Bioinformatics Seminar
Time: 11AM
Venue: Hybrid
7 March 2023
Increasing the precision of precision medicine for children with high-risk cancers
Mark CowleyChildren's Cancer Institute
Childhood cancer is the leading cause of disease related death in the western world. In Australia, there are 950 newly diagnosed children, adolescents and young adults diagnosed with cancer each year. 150 of these have high-risk cancers with <30% chance of surviving 5 years. The Kid’s Cancer Centre and Children’s Cancer Institute established the Zero Childhood Cancer Program in 2015, which applies a comprehensive molecular profiling approach to diagnose, identify treatment options and inherited cancer predisposition syndromes in children with high-risk cancer, from around Australia. Deep whole genome sequencing (100x depth) of the tumour and germline (35x depth), with RNA-sequencing and methylation profiling is performed in real-time, analysed, interpreted, discussed in a molecular tumour board and a report is returned with a median time of 6 weeks from enrolment. To date, >90% of children receive a diagnosis, >70% receive a targeted treatment recommendation, and of the children who receive the recommended treatment, >70% had an objective response (Wong et al, 2020).
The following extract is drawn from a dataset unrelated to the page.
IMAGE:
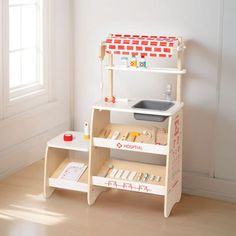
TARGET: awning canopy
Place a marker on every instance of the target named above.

From 2023, ZERO2 will expand to all children adolescents and young adults with newly diagnosed cancers, and at relapse or progression. We aim to determine the utility of a comprehensive precision medicine in all childhood cancer subtypes. To deliver ZERO at national scale, we have developed a suite of analysis tools including pipelines, curation and reporting tools, a knowledgebase, and data sharing portals. Precision medicine demands the accurate identification all the clinically relevant inherited and acquired mutations in each child’s cancer, including single nucleotide variants, short indels and structural variants (SVs), which include copy number alterations (CNVs), translocations, inversions and insertions. Many children’s cancers are driven by SVs, for which there are no best practice analytical approaches yet established. With collaborators at Hartwig Medical Foundation, we have developed and optimised tools for the accurate detection of CNV and SV from childhood cancers, including PURPLE, GRIDSS2 and LINX. Here I will discuss insights from the ZERO program into the molecular genetics of childhood cancer, take a deeper dive in to the bioinformatic considerations for performing precision medicine in real-time, and approaches that we have taken to expand ZERO2.